Most Firms Haven't Prepared for Possibility Of a Global Outbreak

By David Brown
Washington Post Staff Writer
Tuesday, May 2, 2006

More than half of U.S. companies think there will be a global flu epidemic in the next two years. Two-thirds think it will seriously disrupt their operations as well as foment social unrest. But two-thirds also say they aren't prepared. One-third of executives surveyed say nobody in their organization has been appointed to plan for a pandemic; another one-quarter couldn't or wouldn't answer the question.

"Corporations are looking at this like deer at headlights," said Tommy G. Thompson, who spent much of his last two years as secretary of health and human services sounding the pandemic alarm and is now doing the same as a private consultant. "They are very skittish. They don't know which way to go. They are hoping the car is not going to hit them."
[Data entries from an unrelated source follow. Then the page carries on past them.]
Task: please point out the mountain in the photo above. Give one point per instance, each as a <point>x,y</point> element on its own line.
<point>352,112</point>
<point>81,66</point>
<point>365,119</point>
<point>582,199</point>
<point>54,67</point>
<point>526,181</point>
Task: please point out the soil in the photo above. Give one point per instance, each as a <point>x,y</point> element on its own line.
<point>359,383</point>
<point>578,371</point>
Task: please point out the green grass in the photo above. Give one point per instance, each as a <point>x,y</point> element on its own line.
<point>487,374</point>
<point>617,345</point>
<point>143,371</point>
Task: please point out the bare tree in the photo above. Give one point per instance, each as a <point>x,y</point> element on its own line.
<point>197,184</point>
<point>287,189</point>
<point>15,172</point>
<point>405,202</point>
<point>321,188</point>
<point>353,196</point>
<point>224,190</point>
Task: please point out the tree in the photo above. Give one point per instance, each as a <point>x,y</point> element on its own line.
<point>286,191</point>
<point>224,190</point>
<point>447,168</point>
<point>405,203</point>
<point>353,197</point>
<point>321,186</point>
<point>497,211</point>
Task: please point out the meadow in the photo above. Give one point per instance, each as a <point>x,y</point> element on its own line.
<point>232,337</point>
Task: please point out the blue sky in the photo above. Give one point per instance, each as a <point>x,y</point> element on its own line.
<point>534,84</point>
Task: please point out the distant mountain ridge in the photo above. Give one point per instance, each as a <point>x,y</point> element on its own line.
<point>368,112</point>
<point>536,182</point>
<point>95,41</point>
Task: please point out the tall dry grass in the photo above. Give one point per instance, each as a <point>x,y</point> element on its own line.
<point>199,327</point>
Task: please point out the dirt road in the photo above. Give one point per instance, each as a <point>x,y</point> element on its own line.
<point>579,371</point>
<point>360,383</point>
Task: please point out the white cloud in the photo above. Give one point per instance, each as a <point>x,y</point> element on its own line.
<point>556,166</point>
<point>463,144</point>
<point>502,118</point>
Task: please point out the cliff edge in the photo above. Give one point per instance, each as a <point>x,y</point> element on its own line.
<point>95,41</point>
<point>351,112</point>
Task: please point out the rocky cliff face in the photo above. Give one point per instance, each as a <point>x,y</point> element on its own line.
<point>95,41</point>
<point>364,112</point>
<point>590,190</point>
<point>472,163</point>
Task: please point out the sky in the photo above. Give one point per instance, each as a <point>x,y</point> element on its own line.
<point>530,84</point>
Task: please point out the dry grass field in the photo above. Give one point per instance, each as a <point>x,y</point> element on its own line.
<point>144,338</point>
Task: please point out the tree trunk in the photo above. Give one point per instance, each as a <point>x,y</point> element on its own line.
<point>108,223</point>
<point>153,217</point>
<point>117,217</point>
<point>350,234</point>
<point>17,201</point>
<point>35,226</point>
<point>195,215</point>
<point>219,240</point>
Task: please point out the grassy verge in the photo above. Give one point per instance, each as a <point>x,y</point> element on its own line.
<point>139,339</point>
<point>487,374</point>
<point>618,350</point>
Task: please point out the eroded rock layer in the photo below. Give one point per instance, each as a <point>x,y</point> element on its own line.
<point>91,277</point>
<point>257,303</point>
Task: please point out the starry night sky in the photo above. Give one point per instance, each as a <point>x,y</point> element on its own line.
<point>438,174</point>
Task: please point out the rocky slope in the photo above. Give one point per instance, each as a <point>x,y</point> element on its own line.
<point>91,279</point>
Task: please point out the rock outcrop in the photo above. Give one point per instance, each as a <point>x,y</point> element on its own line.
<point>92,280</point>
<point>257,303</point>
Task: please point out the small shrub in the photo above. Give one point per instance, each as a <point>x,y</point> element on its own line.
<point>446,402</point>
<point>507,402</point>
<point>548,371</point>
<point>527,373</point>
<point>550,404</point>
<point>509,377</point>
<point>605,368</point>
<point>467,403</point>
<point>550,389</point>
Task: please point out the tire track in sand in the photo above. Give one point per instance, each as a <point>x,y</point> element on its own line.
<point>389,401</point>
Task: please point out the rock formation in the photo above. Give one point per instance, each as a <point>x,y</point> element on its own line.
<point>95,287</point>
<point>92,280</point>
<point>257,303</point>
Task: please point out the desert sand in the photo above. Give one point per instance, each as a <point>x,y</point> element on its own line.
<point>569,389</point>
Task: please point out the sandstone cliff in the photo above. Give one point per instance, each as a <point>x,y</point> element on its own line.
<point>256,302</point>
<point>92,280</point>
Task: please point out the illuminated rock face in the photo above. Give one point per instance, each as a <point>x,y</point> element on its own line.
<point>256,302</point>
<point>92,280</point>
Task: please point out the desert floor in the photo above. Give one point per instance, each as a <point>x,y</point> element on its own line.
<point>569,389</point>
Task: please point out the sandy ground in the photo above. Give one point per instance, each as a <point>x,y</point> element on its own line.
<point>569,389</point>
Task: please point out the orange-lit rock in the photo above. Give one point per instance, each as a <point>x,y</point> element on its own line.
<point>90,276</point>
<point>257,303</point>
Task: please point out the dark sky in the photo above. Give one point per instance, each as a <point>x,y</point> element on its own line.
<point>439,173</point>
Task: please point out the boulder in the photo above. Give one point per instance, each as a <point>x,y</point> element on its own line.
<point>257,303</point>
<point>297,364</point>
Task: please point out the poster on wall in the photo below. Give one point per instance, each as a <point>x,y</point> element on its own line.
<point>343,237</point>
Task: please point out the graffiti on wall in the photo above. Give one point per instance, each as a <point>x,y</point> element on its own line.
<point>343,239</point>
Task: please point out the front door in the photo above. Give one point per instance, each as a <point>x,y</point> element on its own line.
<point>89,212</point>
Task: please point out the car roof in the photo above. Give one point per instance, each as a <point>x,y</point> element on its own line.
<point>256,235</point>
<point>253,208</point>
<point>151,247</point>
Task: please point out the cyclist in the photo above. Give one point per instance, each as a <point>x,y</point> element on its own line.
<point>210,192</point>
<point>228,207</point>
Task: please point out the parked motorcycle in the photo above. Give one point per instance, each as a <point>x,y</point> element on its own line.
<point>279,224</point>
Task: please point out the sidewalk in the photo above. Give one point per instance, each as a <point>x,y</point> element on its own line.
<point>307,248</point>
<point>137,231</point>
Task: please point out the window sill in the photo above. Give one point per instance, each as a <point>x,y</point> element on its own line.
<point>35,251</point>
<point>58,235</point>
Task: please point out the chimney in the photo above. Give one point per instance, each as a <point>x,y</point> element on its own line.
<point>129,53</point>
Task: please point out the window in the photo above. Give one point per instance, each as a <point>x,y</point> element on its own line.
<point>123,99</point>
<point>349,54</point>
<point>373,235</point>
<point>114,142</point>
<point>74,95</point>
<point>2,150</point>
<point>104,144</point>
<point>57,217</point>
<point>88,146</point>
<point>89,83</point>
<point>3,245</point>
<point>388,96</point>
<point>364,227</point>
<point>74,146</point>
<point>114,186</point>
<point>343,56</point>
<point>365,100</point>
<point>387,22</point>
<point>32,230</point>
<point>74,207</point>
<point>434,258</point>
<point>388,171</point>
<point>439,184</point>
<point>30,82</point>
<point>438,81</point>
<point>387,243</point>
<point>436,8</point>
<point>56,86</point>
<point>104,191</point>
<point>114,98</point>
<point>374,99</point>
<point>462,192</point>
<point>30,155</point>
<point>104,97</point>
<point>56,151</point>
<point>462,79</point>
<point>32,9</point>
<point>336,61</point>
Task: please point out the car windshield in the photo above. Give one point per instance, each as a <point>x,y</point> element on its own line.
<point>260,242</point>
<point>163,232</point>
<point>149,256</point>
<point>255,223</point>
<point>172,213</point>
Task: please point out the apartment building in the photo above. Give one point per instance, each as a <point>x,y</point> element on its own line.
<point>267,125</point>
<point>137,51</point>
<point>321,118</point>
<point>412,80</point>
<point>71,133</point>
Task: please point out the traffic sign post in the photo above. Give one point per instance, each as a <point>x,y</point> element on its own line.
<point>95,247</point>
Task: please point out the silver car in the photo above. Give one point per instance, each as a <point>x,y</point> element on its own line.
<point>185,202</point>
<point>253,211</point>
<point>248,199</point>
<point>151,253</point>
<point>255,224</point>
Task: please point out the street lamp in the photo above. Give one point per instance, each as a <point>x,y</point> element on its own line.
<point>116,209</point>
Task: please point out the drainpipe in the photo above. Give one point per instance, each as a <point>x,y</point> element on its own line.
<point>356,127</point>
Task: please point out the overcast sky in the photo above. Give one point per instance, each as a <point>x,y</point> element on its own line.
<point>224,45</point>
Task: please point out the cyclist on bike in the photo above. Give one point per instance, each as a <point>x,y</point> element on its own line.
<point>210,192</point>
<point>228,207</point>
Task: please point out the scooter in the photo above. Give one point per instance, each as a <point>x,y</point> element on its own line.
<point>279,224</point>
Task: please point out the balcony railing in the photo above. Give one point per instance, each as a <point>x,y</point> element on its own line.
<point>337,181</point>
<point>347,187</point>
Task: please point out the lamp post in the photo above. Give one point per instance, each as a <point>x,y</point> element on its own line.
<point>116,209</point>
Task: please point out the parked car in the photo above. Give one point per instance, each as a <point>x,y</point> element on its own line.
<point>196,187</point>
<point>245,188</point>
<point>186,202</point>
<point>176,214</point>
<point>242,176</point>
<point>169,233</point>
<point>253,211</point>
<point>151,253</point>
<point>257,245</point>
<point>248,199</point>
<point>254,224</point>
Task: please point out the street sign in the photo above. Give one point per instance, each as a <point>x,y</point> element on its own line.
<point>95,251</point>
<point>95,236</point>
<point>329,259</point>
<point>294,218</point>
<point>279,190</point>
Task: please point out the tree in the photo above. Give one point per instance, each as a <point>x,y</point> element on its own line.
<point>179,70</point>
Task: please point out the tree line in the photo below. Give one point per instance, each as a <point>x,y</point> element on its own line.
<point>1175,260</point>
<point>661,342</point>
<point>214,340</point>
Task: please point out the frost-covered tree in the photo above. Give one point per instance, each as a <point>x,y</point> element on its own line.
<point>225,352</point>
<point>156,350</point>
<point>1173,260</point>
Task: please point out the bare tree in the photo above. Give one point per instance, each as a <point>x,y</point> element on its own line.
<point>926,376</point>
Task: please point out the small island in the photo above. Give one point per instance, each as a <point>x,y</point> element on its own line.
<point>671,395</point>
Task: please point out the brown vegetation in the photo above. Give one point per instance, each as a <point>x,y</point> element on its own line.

Pandemic influenza is the latest imponderable facing U.S. business, a form of unwanted globalization that threatens the life and health of even the smallest companies in the most literal way.

Several surveys show that a small but growing number of corporations is convinced -- as many epidemiologists have been for a while -- that a global flu outbreak is inevitable. The uncertainty about whether it will be the H5N1 strain of bird flu, which has spread from Asia into Europe, or some other strain is not stopping them from getting ready.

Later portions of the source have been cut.